I am currently studying Hatcher's book on Algebraic Topology.
I would like to understand the proof of Proposition 1.34 on page 62, concerning the uniqueness of a lift of a map $f: Y\to X$, given a covering space $p:\tilde X\to X$. The Author is trying to show that some set is at the same time open and closed (and since $Y$ is connected this implies that this set is the whole Y), but I cannot follow his reasoning.
I understand the setting of the proof, but the following is not clear to me: let $\tilde U_1$ and $\tilde U_2$ be the sheets containing $\tilde f_1(y)$ and $\tilde f_2(y)$ respectively, then
If $\tilde f_1(y)\neq \tilde f_2(y)$ then $\tilde U_1\neq \tilde U_2$, hence $\tilde U_1$ and $\tilde U_2$ are disjoint and $f_1\neq f_2$ throughout the neighborhood $N$. On the other hand, if $\tilde f_1(y)=\tilde f_2(y)$ then $\tilde U_1=\tilde U_2$ so $\tilde f_1 = \tilde f_2$ on $N$ since $p \tilde f_1 = p \tilde f_2$ and $p$ is injective on $\tilde U_1=\tilde U_2$. Thus the set of points where $\tilde f_1$ and $\tilde f_2$ agree is both open and closed in Y.
Where is the Author using that the two maps agree at a point?
Why $\tilde f_1(y)\neq \tilde f_2(y)\implies \tilde U_1\neq \tilde U_2$ and $\tilde f_1(y)=\tilde f_2(y)\implies \tilde U_1=\tilde U_2$?
I am aware of the fact that other questions on this particular proof have been asked, but they are still obscure to me.
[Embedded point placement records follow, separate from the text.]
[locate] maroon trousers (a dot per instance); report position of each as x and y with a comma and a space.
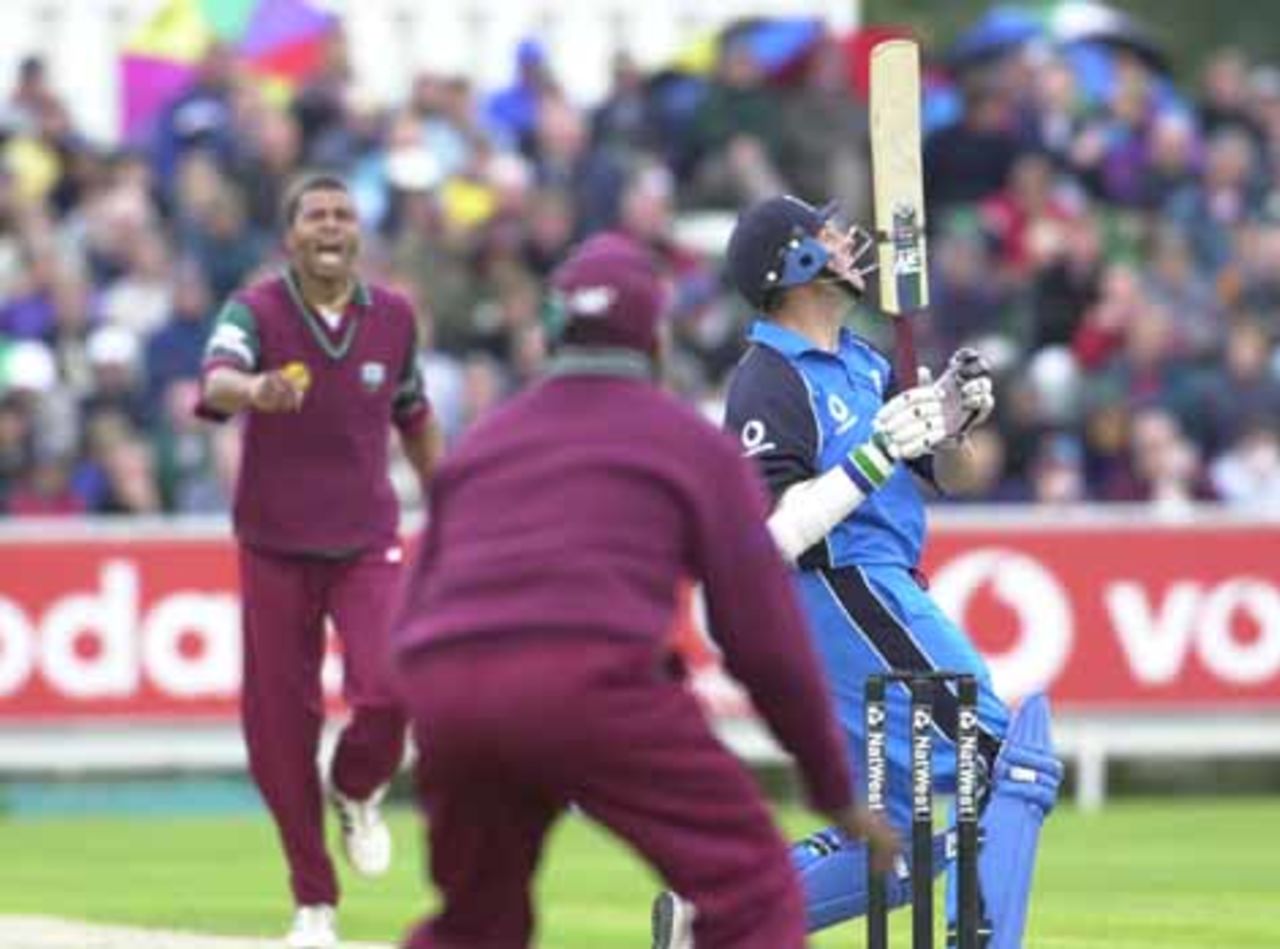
286, 601
513, 730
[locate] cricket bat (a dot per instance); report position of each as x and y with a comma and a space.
899, 191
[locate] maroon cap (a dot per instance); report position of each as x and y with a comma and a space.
609, 293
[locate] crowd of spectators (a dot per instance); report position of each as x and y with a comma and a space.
1116, 258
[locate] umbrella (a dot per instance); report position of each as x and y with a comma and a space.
1086, 22
280, 41
1001, 30
776, 42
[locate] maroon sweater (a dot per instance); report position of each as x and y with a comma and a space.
316, 480
577, 507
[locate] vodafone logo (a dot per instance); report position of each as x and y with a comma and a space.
1045, 624
100, 643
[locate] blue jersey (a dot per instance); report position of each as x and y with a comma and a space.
799, 410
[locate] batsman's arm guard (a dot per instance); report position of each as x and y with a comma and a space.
808, 510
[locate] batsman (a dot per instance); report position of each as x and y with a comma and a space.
844, 443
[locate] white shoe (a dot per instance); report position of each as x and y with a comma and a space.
365, 838
672, 922
314, 927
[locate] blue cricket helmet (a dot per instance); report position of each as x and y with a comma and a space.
775, 245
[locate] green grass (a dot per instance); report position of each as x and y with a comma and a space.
1143, 874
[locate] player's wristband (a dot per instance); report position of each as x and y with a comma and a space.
869, 465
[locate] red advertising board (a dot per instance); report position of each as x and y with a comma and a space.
1107, 615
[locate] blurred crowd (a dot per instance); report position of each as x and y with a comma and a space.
1116, 258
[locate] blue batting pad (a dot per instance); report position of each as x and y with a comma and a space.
833, 875
1023, 790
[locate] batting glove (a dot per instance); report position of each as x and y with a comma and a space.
967, 392
912, 421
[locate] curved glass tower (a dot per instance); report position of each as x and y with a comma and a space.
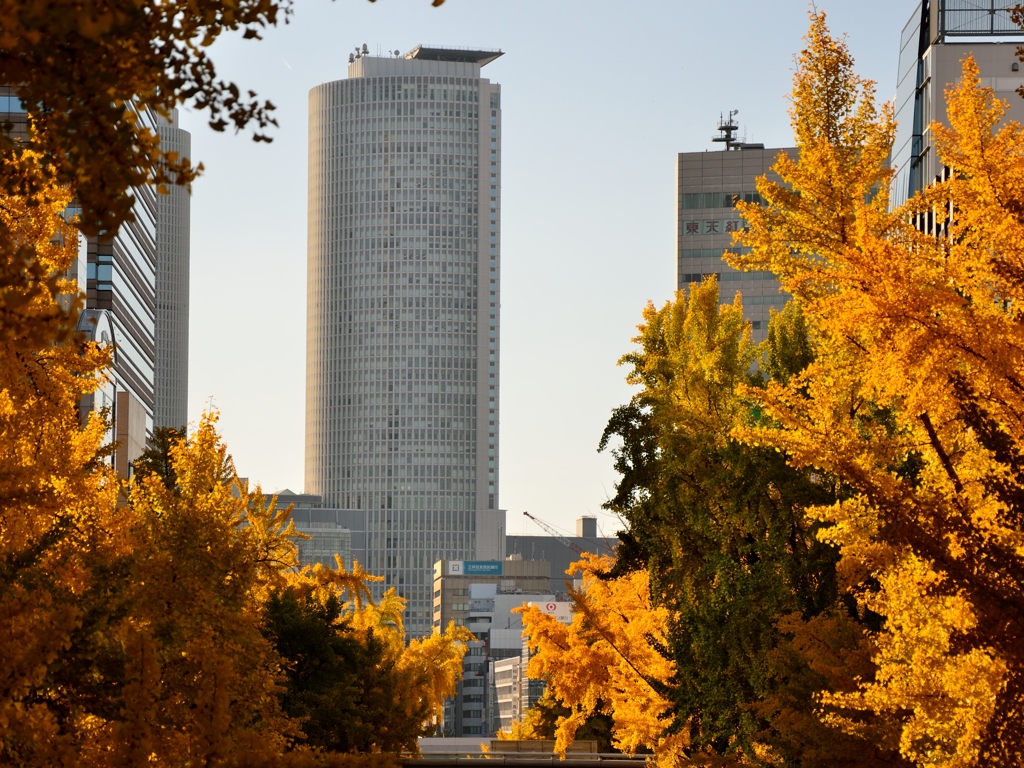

In the proof Hatcher shows that the set $A$ of points of $Y$ where $\tilde f_1$ and $\tilde f_2$ agree is is both open and closed in $Y$. Thus, if $Y$ is connected, then either $A = \emptyset$ or $A = Y$. This is true without any assumption on the lifts.
This implies (but Hatcher does not explicitly mention it) that if the lifts agree at one point of $Y$, then $A = Y$.
Concerning your second question: $p^{-1}(U)$ is the disjoint union of open sets $U_\alpha$ each mapped homeomorphically to $U$ by $p$. Let $p_\alpha : U_\alpha \to U$ denote the homeomorphism obtained by restricting $p$. We have $\tilde f_i(y) \in U_{\alpha_i} = U_i$. Thus, if $U_1 = U_2$, i.e. $\alpha_1 = \alpha_2$, then $\tilde f_1(y) = p^{-1}_{\alpha_1}(y) = p^{-1}_{\alpha_2}(y) = \tilde f_2(y)$. Conversely, if $U_1 \ne U_2$, then trivially $\tilde f_1(y) \ne \tilde f_2(y)$ because the $U_\alpha$ are pairwise disjoint. Thus $U_1 = U_2$ if and only if $\tilde f_1(y) = \tilde f_2(y)$.